Irregular cycles make timing harder. That is understood and accounted for in this test design.
Step 1: Use your usual cycle length as a guide
Even irregular cycles usually have a typical range (for example, 26–35 days). Use your average cycle length over the last 3–6 months.
Average cycle length − 7 days = target progesterone test window
Examples:
Average 32-day cycle → test around day 25
Average 35-day cycle → test around day 28
Average 26-day cycle → test around day 19
This captures progesterone close to where it should peak if ovulation has occurred.
Step 2: If your cycles are very unpredictable
If your cycle length varies widely or you are unsure when your period will arrive:
Take the progesterone test when PMS-type symptoms usually appear (for example: breast tenderness, bloating, mood changes, poor sleep)
Or take it approximately 5–10 days after signs of ovulation, if you track these (cervical mucus changes, ovulation predictor kits, temperature shift)
If ovulation did not occur that cycle, progesterone will be low — and that result is still clinically meaningful.
Step 3: If you don’t bleed regularly at all
If periods are absent or extremely infrequent:
Complete the early-cycle test (day 2–5 equivalent) as instructed
Take the progesterone test 3 weeks later
This allows assessment of whether ovulation and progesterone production are occurring at all, which is often the core issue in amenorrhoea, PCOS, stress-related suppression, or perimenopause.
Important
You do not need to time this perfectly for the test to be useful.
Hormone health is assessed through patterns, not a single “perfect” cycle.
Can I do this test if I’m on hormonal contraception?
Yes — but interpretation depends on the type of contraception and your goal for testing.
Combined oral contraceptive pill (oestrogen + progestin)
This suppresses ovulation and natural progesterone production.
Early-cycle hormones will reflect suppression, not natural baseline
Progesterone will be low by design, not deficiency
This test can help explain symptoms like low libido, mood changes, or fatigue while on the pill, but it cannot assess natural cycle health or fertility hormones while you’re taking it.

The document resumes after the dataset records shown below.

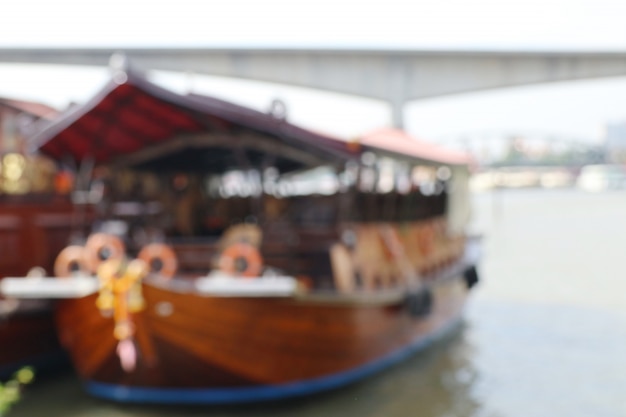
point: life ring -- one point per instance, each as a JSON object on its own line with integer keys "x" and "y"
{"x": 101, "y": 247}
{"x": 160, "y": 258}
{"x": 241, "y": 259}
{"x": 70, "y": 261}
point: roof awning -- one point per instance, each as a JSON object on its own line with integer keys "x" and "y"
{"x": 141, "y": 123}
{"x": 400, "y": 144}
{"x": 134, "y": 122}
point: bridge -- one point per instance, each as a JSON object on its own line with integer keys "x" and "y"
{"x": 394, "y": 76}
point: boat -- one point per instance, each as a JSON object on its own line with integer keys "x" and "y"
{"x": 242, "y": 258}
{"x": 601, "y": 177}
{"x": 36, "y": 222}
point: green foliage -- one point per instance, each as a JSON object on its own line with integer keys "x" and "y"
{"x": 10, "y": 391}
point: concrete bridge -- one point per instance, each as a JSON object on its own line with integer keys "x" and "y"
{"x": 395, "y": 76}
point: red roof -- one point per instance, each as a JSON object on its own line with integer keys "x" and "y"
{"x": 399, "y": 142}
{"x": 131, "y": 115}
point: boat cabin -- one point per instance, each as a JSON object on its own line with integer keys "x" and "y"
{"x": 203, "y": 175}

Progestin-only pill, hormonal IUD, implant, or injection
These methods variably suppress ovulation and alter hormone signalling.
Results reflect a modified hormonal state
Progesterone patterns may be blunted or inconsistent
Interpretation focuses on symptom correlation, not cycle optimisation
This can still be useful for understanding why you feel the way you do, but it does not represent an unmedicated cycle
Copper IUD (non-hormonal)
This does not suppress ovulation or hormone production.

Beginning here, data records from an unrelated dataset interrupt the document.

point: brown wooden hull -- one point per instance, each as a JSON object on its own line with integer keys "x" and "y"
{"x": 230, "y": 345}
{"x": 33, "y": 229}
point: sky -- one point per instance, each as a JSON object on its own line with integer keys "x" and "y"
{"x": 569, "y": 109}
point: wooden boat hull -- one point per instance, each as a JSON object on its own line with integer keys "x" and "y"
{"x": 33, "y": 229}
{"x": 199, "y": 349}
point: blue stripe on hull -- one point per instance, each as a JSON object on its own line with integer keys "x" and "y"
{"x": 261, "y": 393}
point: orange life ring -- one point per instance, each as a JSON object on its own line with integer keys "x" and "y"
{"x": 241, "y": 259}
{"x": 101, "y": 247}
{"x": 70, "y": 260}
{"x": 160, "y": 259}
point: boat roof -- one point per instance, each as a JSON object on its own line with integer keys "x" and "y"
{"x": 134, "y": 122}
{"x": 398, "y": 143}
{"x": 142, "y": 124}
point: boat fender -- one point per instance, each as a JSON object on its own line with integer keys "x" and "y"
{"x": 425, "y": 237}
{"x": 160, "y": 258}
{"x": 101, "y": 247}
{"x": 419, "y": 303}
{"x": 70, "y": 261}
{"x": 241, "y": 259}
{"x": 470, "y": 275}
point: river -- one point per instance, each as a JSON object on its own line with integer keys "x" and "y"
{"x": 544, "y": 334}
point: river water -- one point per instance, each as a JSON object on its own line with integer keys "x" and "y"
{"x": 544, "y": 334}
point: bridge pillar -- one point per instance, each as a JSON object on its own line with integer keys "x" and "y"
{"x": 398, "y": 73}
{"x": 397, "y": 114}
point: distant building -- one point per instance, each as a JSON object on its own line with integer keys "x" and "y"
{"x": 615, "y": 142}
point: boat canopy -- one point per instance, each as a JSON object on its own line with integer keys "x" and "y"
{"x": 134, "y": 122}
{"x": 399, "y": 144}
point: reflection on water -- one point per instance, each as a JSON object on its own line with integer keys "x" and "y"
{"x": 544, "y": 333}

Testing reflects your natural cycle
Full interpretation applies as intended
If your goal is to assess natural hormone balance or fertility
Testing should be done after stopping hormonal contraception and once natural cycles resume. A short adjustment period is often required before results stabilise.
Key clarification
Hormonal contraception does not “fix” hormone imbalance — it overrides it.
This test can show the effects of that override, but it cannot reveal underlying cycle physiology until suppression is removed.

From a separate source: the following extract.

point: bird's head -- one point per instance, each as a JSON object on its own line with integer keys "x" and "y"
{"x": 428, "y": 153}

What if I mistime the progesterone test?
Mistiming usually leads to artificially low progesterone, not false reassurance.
If timing is clearly off, results are interpreted cautiously and repeat testing may be recommended. You are not penalised for biology that is already complex.
What if I don’t ovulate that cycle?
That information is still clinically useful.
Low late-cycle progesterone confirms an anovulatory cycle, which helps explain symptoms and guides next steps. Hormone health is assessed over patterns, not perfection.
Is this test useful in perimenopause?
Yes. Perimenopause is characterised by erratic ovulation and declining progesterone, often years before periods stop.
The two-test structure helps identify:
Inconsistent ovulation
Low luteal progesterone
Oestrogen-progesterone imbalance driving symptoms
Results are interpreted in context rather than against rigid reference points.
Why not just test progesterone once?
Single progesterone tests frequently misclassify women as “low” or “normal” due to timing error.
This test design removes guesswork and reflects how hormones actually work across the cycle.